Thanks. I was afraid you might say that. A guy is coming out tomorrow.

Draft Dodger
10-07-2004, 06:25 PM
wow - when did Chief Rum change his screenname to dawgfan?

dawgfan
10-07-2004, 06:57 PM
Thanks. I was afraid you might say that. A guy is coming out tomorrow.

If it is pine and you do need to refinish, I would suggest considering an oil finish - as I mentioned, they're easier to maintain and to fix spot problem areas than varnishes, polyurethanes or water-based finishes, plus they have a little more flexibility which works better with a softer wood like pine.
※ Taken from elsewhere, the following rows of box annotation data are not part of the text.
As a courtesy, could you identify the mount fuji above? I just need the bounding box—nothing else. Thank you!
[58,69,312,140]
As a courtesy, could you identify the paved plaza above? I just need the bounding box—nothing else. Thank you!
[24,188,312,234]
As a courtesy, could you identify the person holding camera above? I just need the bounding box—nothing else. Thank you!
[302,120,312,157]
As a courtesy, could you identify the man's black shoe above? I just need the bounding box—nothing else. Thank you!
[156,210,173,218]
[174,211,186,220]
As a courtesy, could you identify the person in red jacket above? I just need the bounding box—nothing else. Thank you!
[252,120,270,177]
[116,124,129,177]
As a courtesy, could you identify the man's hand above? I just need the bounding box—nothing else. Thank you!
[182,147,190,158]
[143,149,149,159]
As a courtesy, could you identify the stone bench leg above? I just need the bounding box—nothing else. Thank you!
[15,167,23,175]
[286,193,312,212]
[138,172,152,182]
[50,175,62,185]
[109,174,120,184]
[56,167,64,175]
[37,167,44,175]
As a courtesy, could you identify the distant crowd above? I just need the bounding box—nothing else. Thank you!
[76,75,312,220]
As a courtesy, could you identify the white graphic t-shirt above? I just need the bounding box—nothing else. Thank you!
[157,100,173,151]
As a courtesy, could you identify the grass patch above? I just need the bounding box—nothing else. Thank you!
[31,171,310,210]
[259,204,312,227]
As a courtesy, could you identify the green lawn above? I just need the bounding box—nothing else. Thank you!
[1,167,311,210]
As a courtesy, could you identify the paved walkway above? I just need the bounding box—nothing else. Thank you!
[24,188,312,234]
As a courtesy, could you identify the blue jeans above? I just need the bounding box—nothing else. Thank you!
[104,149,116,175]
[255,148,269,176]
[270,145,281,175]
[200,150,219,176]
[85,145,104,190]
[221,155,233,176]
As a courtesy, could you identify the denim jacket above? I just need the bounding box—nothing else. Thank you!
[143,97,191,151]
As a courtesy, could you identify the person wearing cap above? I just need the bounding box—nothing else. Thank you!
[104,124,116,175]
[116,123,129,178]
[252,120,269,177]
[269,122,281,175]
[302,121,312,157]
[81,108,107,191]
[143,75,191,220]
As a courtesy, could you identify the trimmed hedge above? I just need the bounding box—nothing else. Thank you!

If you'd had oak flooring I'd have suggested the opposite.

All things considered though, I'd find a good floor refinisher, one that comes recommended from a good local paint and stain hardware store, and follow his advice - I've been out of the business for almost a decade now and things may have changed, especially in regards to water-based finishes.

dawgfan
10-07-2004, 06:59 PM
wow - when did Chief Rum change his screenname to dawgfan?

Heh, not quite - a quick primer:

Chief Rum loves the Angels and the Bruins and is somewhat conservative politically;

dawgfan loves the Mariners and the Huskies and is fairly liberal politically;

Any other similarities are strictly coincidental.